Moreover, the foci of this and earlier works on the magic barrier have been strictly on rating prediction, given the recent developments in the recommender systems sphere, rating prediction does not play a role as significant now as it once did. One line of future work we are currently studying is the application of the magic barrier, and similar concepts, on ranking-based recommendation scenarios. More explicitly, we are interested in evaluation using ranking metrics, e.g., precision, to analyze if the user’s inconsistencies are also reflected in, or if they affect, their ranking performance; similarly, other performance indicators like utility or user satisfaction could be explored in the future and their relation with coherence analyzed.

The validation of our weighted standard deviation measure has only been possible on the single data set (Moviepilot) for which repeated ratings are available. A more substantial evaluation of this and the other coherence measures must wait until additional data sets containing such re-rating information become available. However, as evidenced by our experiments, the weighted standard deviation measure, relative to item attributes, effectively discriminates between more and less predictable users.

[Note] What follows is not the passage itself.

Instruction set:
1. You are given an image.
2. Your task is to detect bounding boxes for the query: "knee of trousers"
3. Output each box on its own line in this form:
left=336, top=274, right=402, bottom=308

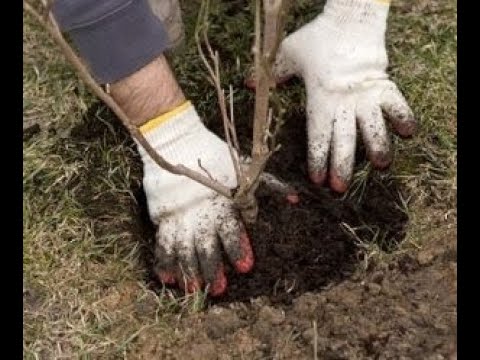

Additional lines of potential future work include the application of the concept of the magic barrier on domains outside of recommender systems, e.g., whether query-driven information retrieval suffers from similar problems, in the context, for instance, of the objective relevance assessments obtained, considering that it has already been observed that no complete inter-assessor agreement is found in general (Voorhees 1998; Webber et al. 2012). Similarly, by drawing a user-as-a-query analogy, a query analysis could be performed to investigate if some queries are systematically more difficult than others simply because their relevance assessment is less coherent than other queries, in line with other studies on hard topics and related TREC tracks (Voorhees 2004).